In 1908, Mackellar was a homesick Australian girl
holidaying in England. In the late 1890s, she had watched a drought break on
Torryburn Station, in the Hunter Valley of NSW. She marvelled as the brown and
dusty country went green, almost as she watched. The drought had run for most
of the 1890s, but in the end, the rains came and the land bounced back.
Drought on the Darling River, near Bourke.
A decade on, in prim, ordered England, she described the
magic that is Australia, in a poem that she called Core of My Heart. The first verse tells us something important
which she had noticed about the English and some of her fellow Australians,
late in the 19th century. Core of My
Heart begins like this:
The love of field and
coppice,
Of green and shaded lanes,
Of ordered woods and gardens
Is running in your veins.
Strong love of grey-blue distance,
Brown streams and soft, dim skies —
I know, but cannot share it,
My love is otherwise.
Then in the second verse we reach the “sunburnt country”

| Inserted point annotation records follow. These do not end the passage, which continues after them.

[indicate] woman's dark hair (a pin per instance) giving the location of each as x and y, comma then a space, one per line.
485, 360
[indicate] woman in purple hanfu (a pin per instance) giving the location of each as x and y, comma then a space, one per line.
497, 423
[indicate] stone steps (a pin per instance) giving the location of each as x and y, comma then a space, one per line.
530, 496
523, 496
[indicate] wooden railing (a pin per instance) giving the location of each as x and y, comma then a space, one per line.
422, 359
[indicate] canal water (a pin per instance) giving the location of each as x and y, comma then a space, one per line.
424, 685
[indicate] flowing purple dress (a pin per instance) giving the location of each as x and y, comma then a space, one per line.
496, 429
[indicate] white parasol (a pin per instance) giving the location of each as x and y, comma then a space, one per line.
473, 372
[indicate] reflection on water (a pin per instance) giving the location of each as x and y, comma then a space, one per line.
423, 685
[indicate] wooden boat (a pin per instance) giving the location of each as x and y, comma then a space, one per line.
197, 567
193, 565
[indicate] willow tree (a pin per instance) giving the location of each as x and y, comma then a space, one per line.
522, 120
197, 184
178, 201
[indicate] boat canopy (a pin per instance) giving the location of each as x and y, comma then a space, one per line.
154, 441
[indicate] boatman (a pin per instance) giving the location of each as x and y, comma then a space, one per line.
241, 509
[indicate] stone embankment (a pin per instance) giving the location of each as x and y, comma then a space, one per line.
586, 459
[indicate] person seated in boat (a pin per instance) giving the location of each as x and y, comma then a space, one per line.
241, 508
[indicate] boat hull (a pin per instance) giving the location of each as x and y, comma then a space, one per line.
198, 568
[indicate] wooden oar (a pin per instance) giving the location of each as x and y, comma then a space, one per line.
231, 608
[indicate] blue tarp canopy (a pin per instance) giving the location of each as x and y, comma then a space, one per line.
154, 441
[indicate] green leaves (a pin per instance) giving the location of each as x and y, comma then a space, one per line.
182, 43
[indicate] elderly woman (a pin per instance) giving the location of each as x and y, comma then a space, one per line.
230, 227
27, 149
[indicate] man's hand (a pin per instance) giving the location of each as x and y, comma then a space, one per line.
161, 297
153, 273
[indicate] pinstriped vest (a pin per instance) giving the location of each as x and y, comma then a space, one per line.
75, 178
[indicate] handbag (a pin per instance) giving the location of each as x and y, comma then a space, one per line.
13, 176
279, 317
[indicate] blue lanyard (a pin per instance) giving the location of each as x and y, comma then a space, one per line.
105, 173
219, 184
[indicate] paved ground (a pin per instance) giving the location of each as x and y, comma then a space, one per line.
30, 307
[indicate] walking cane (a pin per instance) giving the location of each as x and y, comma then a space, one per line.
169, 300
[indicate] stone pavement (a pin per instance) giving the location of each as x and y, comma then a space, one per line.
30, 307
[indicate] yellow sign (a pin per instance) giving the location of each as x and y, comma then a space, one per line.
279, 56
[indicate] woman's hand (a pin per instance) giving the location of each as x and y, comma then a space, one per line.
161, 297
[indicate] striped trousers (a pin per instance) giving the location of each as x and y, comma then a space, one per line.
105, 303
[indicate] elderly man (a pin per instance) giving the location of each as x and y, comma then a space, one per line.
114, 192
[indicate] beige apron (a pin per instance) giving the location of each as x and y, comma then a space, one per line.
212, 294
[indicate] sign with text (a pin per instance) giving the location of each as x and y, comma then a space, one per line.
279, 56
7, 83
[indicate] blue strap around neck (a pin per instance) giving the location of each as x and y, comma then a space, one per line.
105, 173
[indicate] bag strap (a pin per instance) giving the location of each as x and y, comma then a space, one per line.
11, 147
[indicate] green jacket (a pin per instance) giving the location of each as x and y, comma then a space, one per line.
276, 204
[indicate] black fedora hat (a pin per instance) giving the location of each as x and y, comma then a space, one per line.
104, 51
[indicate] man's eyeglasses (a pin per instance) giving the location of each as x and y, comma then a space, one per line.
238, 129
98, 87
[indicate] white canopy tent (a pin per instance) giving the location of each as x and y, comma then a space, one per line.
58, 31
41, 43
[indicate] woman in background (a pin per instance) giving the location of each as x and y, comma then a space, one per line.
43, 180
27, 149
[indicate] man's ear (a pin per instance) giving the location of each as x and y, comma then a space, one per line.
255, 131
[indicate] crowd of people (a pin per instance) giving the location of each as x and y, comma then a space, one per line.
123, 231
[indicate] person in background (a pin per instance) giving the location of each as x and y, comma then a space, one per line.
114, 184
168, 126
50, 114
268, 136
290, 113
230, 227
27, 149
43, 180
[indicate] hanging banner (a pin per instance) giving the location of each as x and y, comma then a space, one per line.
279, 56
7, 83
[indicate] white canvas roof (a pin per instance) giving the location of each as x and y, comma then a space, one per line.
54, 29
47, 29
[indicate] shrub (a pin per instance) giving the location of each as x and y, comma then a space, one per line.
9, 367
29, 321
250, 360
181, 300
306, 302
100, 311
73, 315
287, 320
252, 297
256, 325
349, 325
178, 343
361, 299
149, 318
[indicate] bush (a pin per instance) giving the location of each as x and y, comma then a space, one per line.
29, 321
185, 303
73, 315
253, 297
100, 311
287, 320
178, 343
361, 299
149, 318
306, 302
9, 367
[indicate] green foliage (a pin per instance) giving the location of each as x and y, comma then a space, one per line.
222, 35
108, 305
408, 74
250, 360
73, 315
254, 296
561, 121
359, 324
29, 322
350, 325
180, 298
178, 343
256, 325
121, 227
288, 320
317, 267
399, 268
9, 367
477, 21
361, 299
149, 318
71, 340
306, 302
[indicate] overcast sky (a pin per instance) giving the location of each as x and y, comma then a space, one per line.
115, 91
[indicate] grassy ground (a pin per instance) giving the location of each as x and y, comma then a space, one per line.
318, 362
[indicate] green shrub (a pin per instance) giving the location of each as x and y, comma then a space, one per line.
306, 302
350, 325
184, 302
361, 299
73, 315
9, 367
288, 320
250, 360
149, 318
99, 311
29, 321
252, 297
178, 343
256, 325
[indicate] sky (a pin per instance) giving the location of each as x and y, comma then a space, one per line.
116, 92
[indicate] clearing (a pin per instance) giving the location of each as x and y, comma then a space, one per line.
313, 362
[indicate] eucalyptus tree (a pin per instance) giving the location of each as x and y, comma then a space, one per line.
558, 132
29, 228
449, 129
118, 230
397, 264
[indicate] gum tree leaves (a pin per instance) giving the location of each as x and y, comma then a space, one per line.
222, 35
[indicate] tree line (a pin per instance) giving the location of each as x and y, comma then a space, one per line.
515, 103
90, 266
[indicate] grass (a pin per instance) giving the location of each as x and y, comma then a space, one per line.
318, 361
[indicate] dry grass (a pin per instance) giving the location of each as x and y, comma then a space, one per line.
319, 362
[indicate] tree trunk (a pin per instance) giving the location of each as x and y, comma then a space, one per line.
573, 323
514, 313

part that we all know, the lines that describe our present-day relish for our
surroundings.
I love a sunburnt
country,
A land of sweeping plains
Of ragged mountain ranges
Of drought and flooding rains,
I love her far horizons
I love her jewel-sea,
Her beauty and her terror —
The wide brown land for me!
— Copied scrupulously from the ms copy in the State Library of NSW.
In the middle of the 19th century, a diminishing number of
well-off Australians would have been puzzled by Mackellar’s love of the alien
Australian landscape. Some still wanted fields and coppices in the Antipodes,
but their number was fading. Sadly, there are still a few conservative peasants
in the Peasants’ Party who viscerally hate The Bush. By the way, Mackellar’s
sunburnt country was not a new expression. The
South Australian Advertiser (Adelaide), 21 February 1883, 4, offered this:
…there seems a
probability that those who come after will be shown pits and hollows excavated
by “American scoops” choked up with mud and debris, and told these were the
ideas their forefathers had of providing in a dry and sunburnt country for water conservation and irrigation.
When Australia had its gold rush, free people came from all
over the world, the flow of convicts was shut off, and Australian society
changed, very fast. People learned to love the difference.